I have a html menu file, which contains list of html pages, extracted by chm decoder.
(7,0,"Icons Used in This Book","final/pref04.html");
(8,0,"Command Syntax Conventions","final/pref05.html");
(9,0,"Introduction","final/pref06.html");
(10,0,"Part I: Introduction and Overview of Service","final/part01.html");
(11,10,"Chapter 1. Overview","final/ch01.html");
(12,11,"Technology Motivation","final/ch01lev1sec1.html");
I want create from this a 'table of contents' file for Calibre (HTML file that contains links to all the other files in the desired order).

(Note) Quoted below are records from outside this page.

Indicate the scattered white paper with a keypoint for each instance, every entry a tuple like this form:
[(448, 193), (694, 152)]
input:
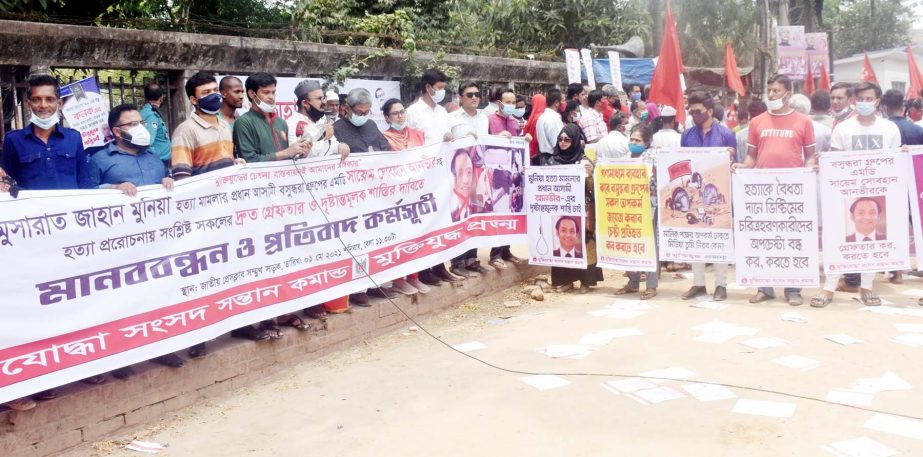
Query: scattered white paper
[(844, 339), (672, 373), (628, 385), (764, 408), (849, 397), (566, 351), (471, 346), (886, 382), (900, 426), (763, 343), (545, 382), (656, 395), (860, 447), (796, 361), (709, 392), (792, 316)]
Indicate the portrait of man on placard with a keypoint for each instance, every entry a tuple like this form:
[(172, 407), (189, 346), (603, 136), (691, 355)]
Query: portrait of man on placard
[(867, 217), (567, 231)]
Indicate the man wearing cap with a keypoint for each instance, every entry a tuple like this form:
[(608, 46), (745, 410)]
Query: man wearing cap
[(311, 123)]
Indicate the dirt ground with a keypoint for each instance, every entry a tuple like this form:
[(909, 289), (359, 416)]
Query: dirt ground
[(405, 394)]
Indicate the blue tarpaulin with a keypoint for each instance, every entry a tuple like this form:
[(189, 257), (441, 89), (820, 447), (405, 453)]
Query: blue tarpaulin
[(634, 71)]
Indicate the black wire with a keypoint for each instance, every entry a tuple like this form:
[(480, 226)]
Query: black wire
[(581, 374)]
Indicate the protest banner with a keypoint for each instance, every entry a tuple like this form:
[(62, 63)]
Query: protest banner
[(864, 209), (134, 278), (85, 111), (775, 227), (556, 211), (694, 190), (624, 220)]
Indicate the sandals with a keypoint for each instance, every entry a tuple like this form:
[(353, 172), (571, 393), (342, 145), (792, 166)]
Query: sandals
[(291, 320)]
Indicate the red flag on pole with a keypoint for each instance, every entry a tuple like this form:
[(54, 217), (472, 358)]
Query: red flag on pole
[(824, 78), (809, 80), (666, 88), (731, 72), (868, 74), (916, 78)]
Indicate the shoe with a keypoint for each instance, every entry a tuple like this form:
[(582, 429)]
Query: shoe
[(198, 351), (382, 292), (123, 373), (359, 299), (429, 278), (402, 287), (21, 404), (417, 284), (693, 292), (720, 294), (170, 360), (760, 297)]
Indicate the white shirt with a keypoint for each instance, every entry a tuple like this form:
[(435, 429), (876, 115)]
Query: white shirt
[(433, 122), (850, 135), (613, 146), (547, 128), (320, 148), (461, 123)]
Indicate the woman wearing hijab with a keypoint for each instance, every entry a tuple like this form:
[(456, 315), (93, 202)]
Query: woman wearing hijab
[(569, 151), (538, 107)]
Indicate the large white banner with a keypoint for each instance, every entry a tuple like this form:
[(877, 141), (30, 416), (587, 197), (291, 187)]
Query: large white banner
[(775, 227), (556, 208), (694, 188), (864, 209), (103, 280)]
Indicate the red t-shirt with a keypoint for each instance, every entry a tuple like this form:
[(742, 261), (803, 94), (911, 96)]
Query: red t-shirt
[(780, 139)]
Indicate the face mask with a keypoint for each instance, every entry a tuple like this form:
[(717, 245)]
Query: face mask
[(211, 103), (47, 122), (865, 108), (137, 136), (438, 95), (358, 121)]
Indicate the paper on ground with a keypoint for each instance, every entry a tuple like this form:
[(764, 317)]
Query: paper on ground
[(545, 382), (763, 343), (628, 385), (860, 447), (796, 361), (843, 339), (470, 346), (566, 351), (655, 395), (764, 408), (849, 397), (907, 428), (708, 392)]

The final file should look like this:
<a href="final/pref04.html">Icons Used in This Book</a><br/>
<a href="final/pref05.html">Command Syntax Conventions</a><br/>
.
.
.
So first I need to remove the digit prefixes with regular expression, then add a href
attribute to make hyperlink, and change the URL and title position. Can anyone show how to make this with Notepad++?

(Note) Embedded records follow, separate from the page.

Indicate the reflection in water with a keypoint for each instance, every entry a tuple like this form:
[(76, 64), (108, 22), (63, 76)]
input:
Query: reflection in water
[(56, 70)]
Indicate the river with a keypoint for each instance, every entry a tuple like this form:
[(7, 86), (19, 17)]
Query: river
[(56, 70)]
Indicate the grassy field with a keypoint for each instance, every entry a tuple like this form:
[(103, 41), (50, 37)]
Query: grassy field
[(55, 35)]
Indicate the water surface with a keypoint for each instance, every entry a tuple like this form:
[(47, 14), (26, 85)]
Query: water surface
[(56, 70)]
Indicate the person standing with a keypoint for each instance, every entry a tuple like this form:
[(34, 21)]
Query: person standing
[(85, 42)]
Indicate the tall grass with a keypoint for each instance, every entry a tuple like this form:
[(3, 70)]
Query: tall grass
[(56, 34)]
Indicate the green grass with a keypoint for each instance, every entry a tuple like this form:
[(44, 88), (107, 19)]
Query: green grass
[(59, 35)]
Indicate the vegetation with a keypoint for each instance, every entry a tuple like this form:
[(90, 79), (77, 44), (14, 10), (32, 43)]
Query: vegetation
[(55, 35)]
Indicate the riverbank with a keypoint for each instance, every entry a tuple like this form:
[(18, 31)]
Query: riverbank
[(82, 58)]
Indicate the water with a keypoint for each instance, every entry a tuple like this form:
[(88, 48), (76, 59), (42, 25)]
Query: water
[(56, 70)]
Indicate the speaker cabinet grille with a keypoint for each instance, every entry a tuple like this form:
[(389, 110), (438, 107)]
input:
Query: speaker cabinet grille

I think this would do it for you, I'm mac based so I don't have notepad++ but this works in dreamweaver. Presuming each expression is one line based.
Find:
\(.*?"(.*?)","(.*?)".*
Replace:
<a href="$2">$1</a><br/>
File:
(7,0,"Icons Used in This Book","final/pref04.html");
(8,0,"Command Syntax Conventions","final/pref05.html");
(9,0,"Introduction","final/pref06.html");
(10,0,"Part I: Introduction and Overview of Service","final/part01.html");
(11,10,"Chapter 1. Overview","final/ch01.html");
(12,11,"Technology Motivation","final/ch01lev1sec1.html");
After Replace All:
<a href="final/pref04.html">Icons Used in This Book</a><br/>
<a href="final/pref05.html">Command Syntax Conventions</a><br/>
<a href="final/pref06.html">Introduction</a><br/>
<a href="final/part01.html">Part I: Introduction and Overview of Service</a><br/>
<a href="final/ch01.html">Chapter 1. Overview</a><br/>
<a href="final/ch01lev1sec1.html">Technology Motivation</a><br/>
If it isn't one line based change .*
to .*?\n
. That should make it stop after each newline. For readability you also may want to add a newline to the replace.
Should probably explain the regex as well in case you want to modify it...
The first \
is escaping the (
so the regex knows to look for the literal character and the not special regex grouping. The *?
says find every character until the first "
; (.
is any single character, *
is zero or more occurrences of the preceding character, and ?
tells it to stop at the first occurrence of the next character, "
). The last .*
says keep going with the search. The (
and )
around the .*?
group the found value into the $1
and $2
. The number correlates to the order in which it is in the regex.